Rath Pragyan Parimita, Anand Gaurav, Agarwal Shalini
School of Life Sciences, Jawaharlal Nehru University, New Delhi, India.
International Centre for Genetic Engineering and Biotechnology, New Delhi, India.
Bio Protoc. 2020 Feb 20;10(4):e3519. doi: 10.21769/BioProtoc.3519.
Direct protein-protein interactions are known to regulate a wide range of cellular activities. To understand these contacts one can employ various experimental methods like Dynamic Light Scattering (DLS), Fluorescence Resonance Energy Transfer (FRET), Isothermal titration calorimetry (ITC), Chemical crosslinking, Co-immunoprecipitation (Co-IP), Surface Plasmon Resonance (SPR) and many more. Among these, SPR stands out as a quick, label-free, reliable, and accurate quantitation technique. We have used SPR to elucidate the linkage between 14-3-3 Protein 3 (EhP3) and the actin cytoskeleton in the protist pathogen . It allowed us to screen EhP3 binding with several actin-binding/actin regulatory proteins (Coactosin, Actophorin, Twinfilin, Profilin, and Filamin). Our screening results suggested Coactosin as an important interacting partner of EhP3. A complete kinetic analysis indeed confirmed that EhCoactosin binds EhP3 with an affinity constant of 3 μM.

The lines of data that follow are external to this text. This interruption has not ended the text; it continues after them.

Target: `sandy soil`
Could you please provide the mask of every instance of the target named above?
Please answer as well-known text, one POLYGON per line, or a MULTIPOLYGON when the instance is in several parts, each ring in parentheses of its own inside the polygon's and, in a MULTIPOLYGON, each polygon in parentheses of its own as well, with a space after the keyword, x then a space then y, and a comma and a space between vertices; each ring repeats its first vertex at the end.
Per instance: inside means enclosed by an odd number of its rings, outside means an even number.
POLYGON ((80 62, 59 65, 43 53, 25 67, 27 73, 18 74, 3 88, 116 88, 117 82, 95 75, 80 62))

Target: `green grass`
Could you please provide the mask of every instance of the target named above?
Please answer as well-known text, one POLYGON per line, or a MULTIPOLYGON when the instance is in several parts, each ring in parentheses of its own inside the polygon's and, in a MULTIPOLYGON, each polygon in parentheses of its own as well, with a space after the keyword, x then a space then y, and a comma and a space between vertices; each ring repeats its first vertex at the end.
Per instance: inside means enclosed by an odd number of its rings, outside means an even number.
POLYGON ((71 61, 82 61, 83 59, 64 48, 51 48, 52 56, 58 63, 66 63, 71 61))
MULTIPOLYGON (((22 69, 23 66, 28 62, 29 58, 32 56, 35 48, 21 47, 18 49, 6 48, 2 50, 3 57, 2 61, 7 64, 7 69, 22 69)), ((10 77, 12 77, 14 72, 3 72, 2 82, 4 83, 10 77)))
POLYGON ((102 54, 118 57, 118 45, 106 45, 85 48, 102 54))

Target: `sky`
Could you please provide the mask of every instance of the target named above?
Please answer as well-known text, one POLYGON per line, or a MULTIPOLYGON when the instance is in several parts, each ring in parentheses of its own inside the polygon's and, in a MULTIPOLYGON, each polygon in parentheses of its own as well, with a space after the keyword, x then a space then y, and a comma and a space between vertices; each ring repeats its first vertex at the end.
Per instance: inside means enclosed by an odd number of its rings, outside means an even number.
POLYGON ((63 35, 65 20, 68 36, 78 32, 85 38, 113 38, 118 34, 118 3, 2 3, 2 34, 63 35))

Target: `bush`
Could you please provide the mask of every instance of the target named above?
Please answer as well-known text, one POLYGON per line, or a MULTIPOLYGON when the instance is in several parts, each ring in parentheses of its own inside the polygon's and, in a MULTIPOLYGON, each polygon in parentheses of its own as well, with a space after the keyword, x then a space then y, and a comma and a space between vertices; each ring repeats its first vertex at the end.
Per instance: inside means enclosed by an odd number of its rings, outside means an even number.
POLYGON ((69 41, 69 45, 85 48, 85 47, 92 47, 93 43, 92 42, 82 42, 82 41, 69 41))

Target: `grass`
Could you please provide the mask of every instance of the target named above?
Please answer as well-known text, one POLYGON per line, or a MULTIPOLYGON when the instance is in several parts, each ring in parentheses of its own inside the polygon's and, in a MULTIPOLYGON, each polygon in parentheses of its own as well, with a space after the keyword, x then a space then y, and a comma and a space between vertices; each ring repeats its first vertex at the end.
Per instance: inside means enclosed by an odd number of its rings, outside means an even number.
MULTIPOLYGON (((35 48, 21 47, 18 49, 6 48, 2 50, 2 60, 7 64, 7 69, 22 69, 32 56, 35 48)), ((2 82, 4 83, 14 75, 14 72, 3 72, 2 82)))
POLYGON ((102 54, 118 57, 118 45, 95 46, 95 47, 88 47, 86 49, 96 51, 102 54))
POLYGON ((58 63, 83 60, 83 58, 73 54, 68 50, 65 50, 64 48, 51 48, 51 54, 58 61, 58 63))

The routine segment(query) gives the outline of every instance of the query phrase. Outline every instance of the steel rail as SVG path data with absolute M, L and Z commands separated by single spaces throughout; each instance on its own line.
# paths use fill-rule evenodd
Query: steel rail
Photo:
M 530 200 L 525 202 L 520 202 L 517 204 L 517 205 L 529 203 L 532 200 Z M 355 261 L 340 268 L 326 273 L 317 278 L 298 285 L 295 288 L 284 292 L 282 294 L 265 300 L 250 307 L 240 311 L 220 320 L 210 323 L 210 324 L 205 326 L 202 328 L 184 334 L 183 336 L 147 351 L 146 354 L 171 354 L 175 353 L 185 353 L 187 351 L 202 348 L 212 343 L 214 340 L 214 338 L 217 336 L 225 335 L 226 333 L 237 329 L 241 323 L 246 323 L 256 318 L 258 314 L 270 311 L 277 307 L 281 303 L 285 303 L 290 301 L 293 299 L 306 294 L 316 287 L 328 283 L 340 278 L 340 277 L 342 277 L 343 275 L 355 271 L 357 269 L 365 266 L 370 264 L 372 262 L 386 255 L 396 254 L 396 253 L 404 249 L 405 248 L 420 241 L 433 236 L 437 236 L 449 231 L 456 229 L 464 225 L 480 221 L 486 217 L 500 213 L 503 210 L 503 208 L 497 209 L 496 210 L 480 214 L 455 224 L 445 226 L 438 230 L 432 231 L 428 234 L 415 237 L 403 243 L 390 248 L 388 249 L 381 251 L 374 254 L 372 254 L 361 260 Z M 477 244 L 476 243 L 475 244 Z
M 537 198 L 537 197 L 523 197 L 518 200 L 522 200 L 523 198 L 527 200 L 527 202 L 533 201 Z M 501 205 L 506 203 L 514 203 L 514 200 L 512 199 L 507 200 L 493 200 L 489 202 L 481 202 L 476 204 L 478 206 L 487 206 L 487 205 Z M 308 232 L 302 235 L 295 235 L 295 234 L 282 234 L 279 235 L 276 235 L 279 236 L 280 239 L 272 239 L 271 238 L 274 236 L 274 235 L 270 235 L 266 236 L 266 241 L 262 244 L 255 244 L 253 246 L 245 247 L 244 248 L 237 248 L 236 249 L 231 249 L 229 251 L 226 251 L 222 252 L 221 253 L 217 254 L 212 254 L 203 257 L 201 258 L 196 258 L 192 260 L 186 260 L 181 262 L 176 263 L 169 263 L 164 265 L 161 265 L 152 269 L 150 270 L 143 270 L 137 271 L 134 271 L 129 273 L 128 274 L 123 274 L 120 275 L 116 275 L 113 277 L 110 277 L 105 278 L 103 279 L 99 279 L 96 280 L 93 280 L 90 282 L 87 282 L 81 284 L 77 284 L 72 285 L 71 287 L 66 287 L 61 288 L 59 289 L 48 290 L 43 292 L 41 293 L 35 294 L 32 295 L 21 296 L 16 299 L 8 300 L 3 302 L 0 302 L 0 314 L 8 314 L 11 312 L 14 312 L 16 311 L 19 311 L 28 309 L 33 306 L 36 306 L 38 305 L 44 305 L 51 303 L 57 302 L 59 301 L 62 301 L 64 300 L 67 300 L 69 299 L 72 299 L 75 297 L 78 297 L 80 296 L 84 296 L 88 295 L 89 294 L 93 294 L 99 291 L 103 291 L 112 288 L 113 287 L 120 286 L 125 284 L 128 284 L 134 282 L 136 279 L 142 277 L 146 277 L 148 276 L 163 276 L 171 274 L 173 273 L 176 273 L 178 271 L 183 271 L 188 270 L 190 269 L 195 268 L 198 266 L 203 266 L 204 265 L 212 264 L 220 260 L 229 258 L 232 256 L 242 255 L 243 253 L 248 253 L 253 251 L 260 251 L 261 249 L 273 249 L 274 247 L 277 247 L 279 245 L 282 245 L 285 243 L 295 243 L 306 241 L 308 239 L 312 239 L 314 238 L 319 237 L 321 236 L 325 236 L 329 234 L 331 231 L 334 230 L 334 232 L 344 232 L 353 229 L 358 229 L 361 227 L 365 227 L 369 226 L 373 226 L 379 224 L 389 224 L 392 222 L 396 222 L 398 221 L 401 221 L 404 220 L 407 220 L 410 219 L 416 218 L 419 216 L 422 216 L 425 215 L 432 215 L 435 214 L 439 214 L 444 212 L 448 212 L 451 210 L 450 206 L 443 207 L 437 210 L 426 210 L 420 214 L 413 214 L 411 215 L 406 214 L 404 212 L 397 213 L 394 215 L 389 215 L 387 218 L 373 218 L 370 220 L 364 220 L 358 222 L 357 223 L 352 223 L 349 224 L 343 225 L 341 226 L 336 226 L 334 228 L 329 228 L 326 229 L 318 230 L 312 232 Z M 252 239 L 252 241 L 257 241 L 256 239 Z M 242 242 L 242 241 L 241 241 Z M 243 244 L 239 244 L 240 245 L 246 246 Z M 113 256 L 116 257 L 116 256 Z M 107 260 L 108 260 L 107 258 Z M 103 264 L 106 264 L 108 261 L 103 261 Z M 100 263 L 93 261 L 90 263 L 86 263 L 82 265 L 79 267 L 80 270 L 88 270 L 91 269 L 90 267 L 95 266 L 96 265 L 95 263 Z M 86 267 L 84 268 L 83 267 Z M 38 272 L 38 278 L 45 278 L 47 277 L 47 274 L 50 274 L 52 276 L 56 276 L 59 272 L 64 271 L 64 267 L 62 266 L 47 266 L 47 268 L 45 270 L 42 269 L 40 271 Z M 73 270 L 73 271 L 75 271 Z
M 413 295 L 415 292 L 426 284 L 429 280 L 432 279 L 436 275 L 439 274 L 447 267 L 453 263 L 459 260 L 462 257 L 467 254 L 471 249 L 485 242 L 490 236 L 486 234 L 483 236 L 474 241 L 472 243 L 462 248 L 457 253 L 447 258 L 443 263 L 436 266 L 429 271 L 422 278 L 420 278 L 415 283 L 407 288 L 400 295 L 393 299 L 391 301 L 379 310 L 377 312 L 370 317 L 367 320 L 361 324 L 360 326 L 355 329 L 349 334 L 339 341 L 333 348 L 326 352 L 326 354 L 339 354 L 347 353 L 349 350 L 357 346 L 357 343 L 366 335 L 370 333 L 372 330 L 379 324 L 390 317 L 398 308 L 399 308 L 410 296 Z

已知直接的蛋白质-蛋白质相互作用可调节广泛的细胞活动。为了解这些相互作用,人们可以采用各种实验方法,如动态光散射(DLS)、荧光共振能量转移(FRET)、等温滴定量热法(ITC)、化学交联、免疫共沉淀(Co-IP)、表面等离子体共振(SPR)等等。其中,SPR作为一种快速、无标记、可靠且准确的定量技术脱颖而出。我们利用SPR阐明了原生动物病原体中14-3-3蛋白3(EhP3)与肌动蛋白细胞骨架之间的联系。它使我们能够筛选EhP3与几种肌动蛋白结合/肌动蛋白调节蛋白(肌动蛋白结合蛋白、肌动蛋白运载蛋白、双丝肌动蛋白、肌动蛋白单体结合蛋白和细丝蛋白)的结合情况。我们的筛选结果表明肌动蛋白结合蛋白是EhP3的重要相互作用伙伴。完整的动力学分析确实证实,Eh肌动蛋白结合蛋白以3 μM的亲和常数结合EhP3。